And that is why people who are as dumb as rocks turn into trolls when they get online. They think this is their big chance to be a star. Nope, we see you, but you don’t have any brilliant ideas of your own. You’re just a rock. Go disappear into a catalog, like (26178) 1996 GV2.


Today, Random Wikipedia wants us to study urease, which is:

an enzyme that catalyzes the hydrolysis of urea into carbon dioxide and ammonia. The reaction occurs as follows:

(NH2)2CO + H2O → CO2 + 2NH3

I don’t really want to think about how pee breaks down. But I have been thinking about chemistry a lot lately. Mostly because I’ve been auditing an online course called the Fundamentals of Neuroscience.

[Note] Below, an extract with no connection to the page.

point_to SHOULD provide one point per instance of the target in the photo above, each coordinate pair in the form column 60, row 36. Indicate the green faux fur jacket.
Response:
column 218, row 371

I’ve been hoping to learn some juicy stuff about how the brain affects human behavior, but so far, the course has consisted entirely of the low-level details about the electrochemical properties of neurons. It’s all about how differences in the ratios of sodium, potassium and chlorine ions inside and outside a cell can lead to the flowing of electric currents via various chemical channels in the cell membrane. It blows my mind that this random soup of ions could arrange itself this complex way so as to send signals around a living body to respond to stimuli. And that this random soup of ions could arrange itself to make neurons, which arrange themselves to create networks of information, which arrange themselves to create human behavior, which arranges itself to create communities and nations — it’s hard to grasp the entire scope of all this.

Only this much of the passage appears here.